Nehemiah Tamari (נחמיה תמרי; November 17, 1946 – January 12, 1994) was an Israeli major general (Aluf) and the commander of Central Command in 1993–1994.

==Military service==
Tamari was born on kibbutz Ein Harod. After finishing school, he was drafted into the IDF in 1965. He volunteered as a paratrooper in the Paratroopers Brigade. He served as a soldier and a squad leader. In 1967 he became an infantry officer after completing Officer Candidate School, during which he fought in The Six Day War, and return to the Paratroopers Brigade as a platoon leader.
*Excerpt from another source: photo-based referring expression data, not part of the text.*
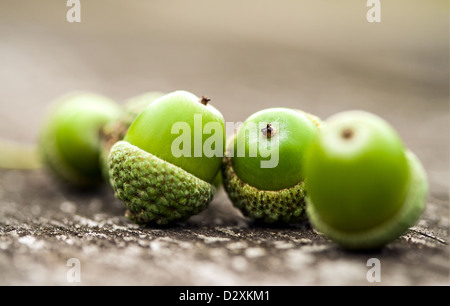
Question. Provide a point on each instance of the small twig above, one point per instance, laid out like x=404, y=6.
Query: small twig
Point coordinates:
x=429, y=235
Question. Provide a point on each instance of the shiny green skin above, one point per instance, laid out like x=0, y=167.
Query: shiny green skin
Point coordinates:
x=151, y=132
x=294, y=134
x=69, y=140
x=356, y=183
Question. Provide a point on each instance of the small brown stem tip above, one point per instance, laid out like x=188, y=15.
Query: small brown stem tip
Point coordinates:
x=347, y=134
x=204, y=100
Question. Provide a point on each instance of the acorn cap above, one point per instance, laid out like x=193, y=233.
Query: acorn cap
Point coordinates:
x=155, y=191
x=396, y=226
x=285, y=205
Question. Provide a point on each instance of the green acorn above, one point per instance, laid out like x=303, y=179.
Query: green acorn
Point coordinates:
x=69, y=140
x=364, y=188
x=270, y=188
x=116, y=130
x=162, y=177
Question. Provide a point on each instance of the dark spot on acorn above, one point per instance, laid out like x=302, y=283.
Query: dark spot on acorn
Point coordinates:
x=204, y=100
x=268, y=131
x=347, y=134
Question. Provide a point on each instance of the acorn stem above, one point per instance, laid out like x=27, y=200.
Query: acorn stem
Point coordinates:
x=204, y=100
x=268, y=131
x=347, y=134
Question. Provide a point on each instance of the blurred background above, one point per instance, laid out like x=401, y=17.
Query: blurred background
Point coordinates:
x=321, y=56
x=317, y=55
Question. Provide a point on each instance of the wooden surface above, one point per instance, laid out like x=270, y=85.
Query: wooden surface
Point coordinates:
x=313, y=55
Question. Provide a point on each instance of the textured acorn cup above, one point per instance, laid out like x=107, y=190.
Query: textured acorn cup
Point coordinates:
x=154, y=190
x=69, y=140
x=364, y=188
x=250, y=188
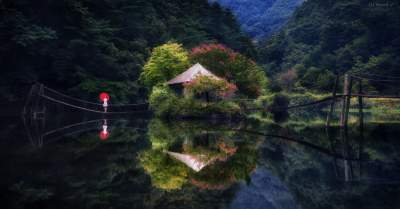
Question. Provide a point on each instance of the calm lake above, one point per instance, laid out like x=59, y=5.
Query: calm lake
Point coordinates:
x=67, y=162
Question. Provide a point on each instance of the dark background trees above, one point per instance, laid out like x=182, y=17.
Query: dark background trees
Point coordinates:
x=86, y=46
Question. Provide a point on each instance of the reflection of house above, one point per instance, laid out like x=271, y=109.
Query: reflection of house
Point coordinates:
x=197, y=163
x=189, y=75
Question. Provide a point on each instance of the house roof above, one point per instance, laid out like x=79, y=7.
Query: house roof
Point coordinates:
x=197, y=163
x=191, y=74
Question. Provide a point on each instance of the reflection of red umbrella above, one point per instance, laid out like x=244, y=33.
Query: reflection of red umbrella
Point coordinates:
x=103, y=96
x=104, y=135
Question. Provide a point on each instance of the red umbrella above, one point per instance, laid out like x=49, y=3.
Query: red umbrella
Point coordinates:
x=103, y=96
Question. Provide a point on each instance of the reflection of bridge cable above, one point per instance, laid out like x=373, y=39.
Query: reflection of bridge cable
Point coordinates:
x=87, y=102
x=375, y=75
x=372, y=79
x=82, y=108
x=308, y=144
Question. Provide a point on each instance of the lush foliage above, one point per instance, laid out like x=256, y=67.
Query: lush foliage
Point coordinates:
x=261, y=18
x=324, y=38
x=166, y=62
x=85, y=46
x=208, y=85
x=167, y=104
x=236, y=68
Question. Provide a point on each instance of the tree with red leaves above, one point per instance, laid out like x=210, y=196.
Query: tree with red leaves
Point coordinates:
x=249, y=78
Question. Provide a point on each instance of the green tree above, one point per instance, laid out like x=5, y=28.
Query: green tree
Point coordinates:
x=236, y=68
x=166, y=62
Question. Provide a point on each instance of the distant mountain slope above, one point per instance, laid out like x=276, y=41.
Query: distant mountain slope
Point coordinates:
x=86, y=46
x=261, y=18
x=338, y=36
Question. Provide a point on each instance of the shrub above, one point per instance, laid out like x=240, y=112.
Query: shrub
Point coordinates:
x=166, y=62
x=208, y=85
x=236, y=68
x=163, y=101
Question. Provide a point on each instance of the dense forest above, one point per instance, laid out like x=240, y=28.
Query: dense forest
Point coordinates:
x=86, y=46
x=261, y=18
x=324, y=38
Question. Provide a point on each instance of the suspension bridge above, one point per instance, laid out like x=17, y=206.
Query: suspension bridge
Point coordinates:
x=39, y=93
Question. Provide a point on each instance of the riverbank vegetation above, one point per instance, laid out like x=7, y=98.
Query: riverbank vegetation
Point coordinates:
x=83, y=47
x=236, y=76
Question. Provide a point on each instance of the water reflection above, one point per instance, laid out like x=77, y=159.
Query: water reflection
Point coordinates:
x=158, y=164
x=192, y=153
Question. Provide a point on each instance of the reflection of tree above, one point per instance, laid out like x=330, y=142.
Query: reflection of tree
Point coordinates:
x=193, y=152
x=310, y=175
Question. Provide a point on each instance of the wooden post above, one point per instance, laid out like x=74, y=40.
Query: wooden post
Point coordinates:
x=344, y=101
x=332, y=107
x=348, y=100
x=360, y=103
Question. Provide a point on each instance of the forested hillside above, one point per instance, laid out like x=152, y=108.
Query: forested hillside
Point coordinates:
x=261, y=18
x=324, y=38
x=88, y=46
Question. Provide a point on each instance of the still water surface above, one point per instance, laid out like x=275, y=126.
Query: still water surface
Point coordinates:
x=149, y=163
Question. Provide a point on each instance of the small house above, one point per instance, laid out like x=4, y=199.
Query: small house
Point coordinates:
x=189, y=75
He then served as a company commander in the Brigade's 50 battalion and fought in the War of Attrition. Afterwards he led the Brigade's Reconnaissance company in several special operations. During the Yom Kippur War Tamari was attached to the 890 "Efe" (Echis) paratroop battalion and was wounded during the Battle of the Chinese Farm. He was later assigned to Sayeret Matkal, the IDF's special forces unit, where he served as a company commander and as executive officer. His next assignment was the commander of the 890 "Efe" (Echis) paratroop battalion. Tamari led a force of paratroopers from the battalion during Operation Entebbe. in 1978 he took command of Sayeret Matkal and in the 1982 Lebanon War he led the 55th Paratroopers Brigade during heavy fighting against PLO operatives and the Syrian army. He later commanded the Nahal and the 35th Paratroopers brigades. Afterwards he commanded the 91st Division in counter-guerrilla operations in South Lebanon and as the commander of Central Command in 1993–1994. Tamari was killed in a helicopter crash on 12 January 1994. The Agusta-Bell 206A-1 helicopter crashed while attempting to land at the helipad of the Central Command headquarters, which are located in Neve Yaakov, East Jerusalem.